Expectedly, it is given a mutator function, an initial value of the accumulator and an array to iterate. The function returns both the resulting array and the final accumulator value produced in the final iteration. In the case with the pure consumers (like fold) this value is the only one we are interested in. Sometimes we may be interested in both results as in the case with the scan combinator which would return an array partial results (TODO double check the term) and the final fold value that fell off the end of the array.

Note that we are entirely omitting the details of how segmented array combinators are represented. However, the FAF system is capable of doing that too. It is the loop combinator that changes to accommodate the segmentation information, the mutator functions, on the other hand, mostly remain unchanged

Lastly, we look at how multiple consequent loops are fused together. The basic idea is similar to the way two maps may be fused together:

map f (map g xs) = map (f . g) xs

Likewise, FAF composes multiple mutator functions together. It then passes the resulting function to a single loop combinator to produce the desired result without the intermediate steps. It get a little more complicated that that since we have to deal with the accumulators, as well as the fact that a mutator function is not obliged to produce an element at every iteration. We will present the code for the composition operator in the section on Live Fusion.
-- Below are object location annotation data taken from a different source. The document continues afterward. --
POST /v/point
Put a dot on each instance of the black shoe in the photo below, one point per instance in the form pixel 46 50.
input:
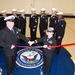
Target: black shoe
pixel 14 68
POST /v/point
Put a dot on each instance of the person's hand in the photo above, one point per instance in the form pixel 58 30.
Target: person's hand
pixel 13 46
pixel 45 46
pixel 30 43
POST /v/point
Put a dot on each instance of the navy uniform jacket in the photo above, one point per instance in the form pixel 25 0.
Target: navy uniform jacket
pixel 33 21
pixel 8 38
pixel 46 41
pixel 44 22
pixel 60 30
pixel 2 23
pixel 53 21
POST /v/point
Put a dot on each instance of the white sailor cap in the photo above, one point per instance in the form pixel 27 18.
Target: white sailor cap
pixel 33 9
pixel 43 9
pixel 14 10
pixel 60 13
pixel 3 11
pixel 54 9
pixel 10 18
pixel 22 10
pixel 50 29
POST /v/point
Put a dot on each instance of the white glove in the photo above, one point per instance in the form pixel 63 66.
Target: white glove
pixel 45 46
pixel 13 46
pixel 30 43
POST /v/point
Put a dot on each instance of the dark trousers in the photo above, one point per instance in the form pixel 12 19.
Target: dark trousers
pixel 10 62
pixel 42 33
pixel 59 41
pixel 33 33
pixel 23 31
pixel 47 56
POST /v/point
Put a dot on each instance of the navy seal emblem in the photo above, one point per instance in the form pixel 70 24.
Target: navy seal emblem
pixel 29 58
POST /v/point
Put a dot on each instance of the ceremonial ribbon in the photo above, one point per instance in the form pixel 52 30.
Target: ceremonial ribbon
pixel 57 46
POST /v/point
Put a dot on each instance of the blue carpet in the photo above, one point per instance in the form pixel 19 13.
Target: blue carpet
pixel 61 65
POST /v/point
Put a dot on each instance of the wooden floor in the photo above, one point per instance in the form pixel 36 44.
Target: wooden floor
pixel 68 38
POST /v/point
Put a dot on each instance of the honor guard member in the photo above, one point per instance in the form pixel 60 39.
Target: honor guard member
pixel 43 22
pixel 60 30
pixel 8 40
pixel 53 19
pixel 33 23
pixel 2 22
pixel 48 40
pixel 22 22
pixel 14 12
Compile time fusion drawbacks

(TODO IMPORTANT Add concrete examples)

Inlining and Rewriting

The current project is carried out completely within the context of the Data Parallel Haskell project. Therefore, the fusion frameworks designed specifically for Haskell were the first to turn to. We have discussed two of them here: Stream Fusion and Functional Array Fusion. Glasgow Haskell Compiler's rewrite rules functionality plays crucial rule in all three of them. This is not coincidental:

  • Compile-time term rewriting is a fundamental optimisation technique in the implementation of functional programming languages. Exposing it to the user (Playing by the rules. Peyton Jones, Tolmach, Hoare. 2001) makes it an attractive way to expose compiler functionality to pure library code
  • Inlining (Secrets of the GHC inliner. Peyton Jones, Marlow. 2001) is another technique which is crucial in compilers like GHC which heuristically removes superfluous levels of indirection in the original code. As a side effect it provides more opportunities for term rewriting to happen
  • Haskell is a purely functional language therefore valid term rewriting can be done without a sophisticated analysis of side effects. Rewriting would generally be unsafe in a non-pure context
  • (In the case with Stream Fusion) it is reasonable to rely on the existence of certain compiler optimisations since DPH relies on GHC and is not designed for other Haskell implementations

The above statements suggest that compile time equational fusion seems like a natural choice for the Haskell programming language. This is especially valid for Stream Fusion where the authors were able to achieve, through inlining, rewriting and compiler optimisations, the speed of the handwritten code. However, the strong dependence on the optimisation systems of such a complex system as GHC makes the fusion frameworks fragile and non-portable.

Let-Floating

One of the cases in which fusion breaks is when two array operation do not end up being adjacent after inlining. This may happen due to the so called Let-Floating optimisation in GHC (Let-Floating. Peyton Jones, Partain, Santos. 1996.). This optimisation is designed to avoid duplicating work as well as reduce the amount of thunk allocation. (TODO give an example where it poses a problem) This optimisation is the opposite of inlining. If the term that was forcibly floated in or out would have otherwise completed a pattern for a fusion rule, that fusion opportunity is missed.

Sharing

The other problem with equational fusion is that sharing is not clearly defined. This is related to the above problem. Sharing prevents large amounts of work to be duplicated. Aggressive unconditional inlining would have introduced a major inefficiency for programs in which the result of a pipeline of costly array operations is independently used in more than on place. Recomputing the shared portion may result in a noticeable performance hit.


Live Fusion (proposed)

The above suggests that correct inlining plays a major part in the process of fusion. It also suggests that the decisions taken by the inliner and other optimisations do not always result in the optimal code for exploiting fusion.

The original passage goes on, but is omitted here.